I’m in the market for some good landscaping advice. Why? Because my yard is a jungle of weeds and I need to know how to get rid of them in the environmentally friendly sort of way that’s favorable here in dear Kitchener-Waterloo, Ontario.

So last night, as I went about my search online (of course) I found myself on a variety of local landscaping companies’ websites. Now there wasn’t anything particularly wrong with their website designs or copy or intentions, but there was still something missing. None of these websites succeeded to do the most important thing—connecting with me (the potential customer) in any meaningful sort of way. So, of course, I went elsewhere in search of savvy weed fighting advice and Mother Earth friendly weed (let’s call them) deterrents.

So what can your small business website take from my story of weed woe?

MarketingProfs.com says it best with their article, Three Things You Need to Know About Web Design, when it suggests designing your site with these questions/points in mind:

Ask yourself first and foremost, “How will your customers will use your site?” Make your site easy to navigate so customers can find the products and information they need. Or bottom line: they will go looking somewhere else.

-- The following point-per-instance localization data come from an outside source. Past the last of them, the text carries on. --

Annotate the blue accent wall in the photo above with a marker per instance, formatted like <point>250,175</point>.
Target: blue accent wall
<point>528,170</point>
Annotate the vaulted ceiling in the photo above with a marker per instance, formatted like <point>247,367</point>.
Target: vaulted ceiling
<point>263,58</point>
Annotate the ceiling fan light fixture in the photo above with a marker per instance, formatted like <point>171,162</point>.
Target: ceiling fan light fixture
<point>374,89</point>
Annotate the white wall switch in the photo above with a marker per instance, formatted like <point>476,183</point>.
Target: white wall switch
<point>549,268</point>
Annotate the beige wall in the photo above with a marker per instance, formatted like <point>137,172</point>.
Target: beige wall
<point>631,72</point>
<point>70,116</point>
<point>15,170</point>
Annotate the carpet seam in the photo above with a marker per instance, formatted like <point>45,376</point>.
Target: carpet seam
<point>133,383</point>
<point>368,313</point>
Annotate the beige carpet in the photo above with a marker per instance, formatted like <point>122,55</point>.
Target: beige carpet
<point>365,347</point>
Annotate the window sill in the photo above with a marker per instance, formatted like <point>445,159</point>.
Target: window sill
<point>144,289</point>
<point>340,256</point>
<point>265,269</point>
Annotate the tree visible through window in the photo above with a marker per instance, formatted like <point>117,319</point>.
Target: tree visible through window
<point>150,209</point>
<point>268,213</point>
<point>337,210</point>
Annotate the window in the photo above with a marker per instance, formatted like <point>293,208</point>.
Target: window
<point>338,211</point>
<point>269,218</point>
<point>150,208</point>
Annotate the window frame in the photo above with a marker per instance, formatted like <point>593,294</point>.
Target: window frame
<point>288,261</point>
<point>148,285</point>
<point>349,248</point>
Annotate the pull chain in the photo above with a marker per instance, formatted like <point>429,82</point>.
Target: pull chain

Think of your site as a crossroads, the by way visitors pass on their way to other social-networking destinations. Develop content that relates to Facebook and Twitter, content that can be spread and shared by social networks across the web. When customers go looking for information, they’re more likely to feel loyal to and purchase products and services later from sites that helped them out for free. Plus, this practice of giving free, useful advice will encourage links back to your site when folks share it across their social networks.

Design your website around your content. After all, an author wouldn’t design a book cover before actually writing the book. However, so many companies do this with their website—designing the visual structure first and pasting the copy in after. It’s backwards! It’s madness!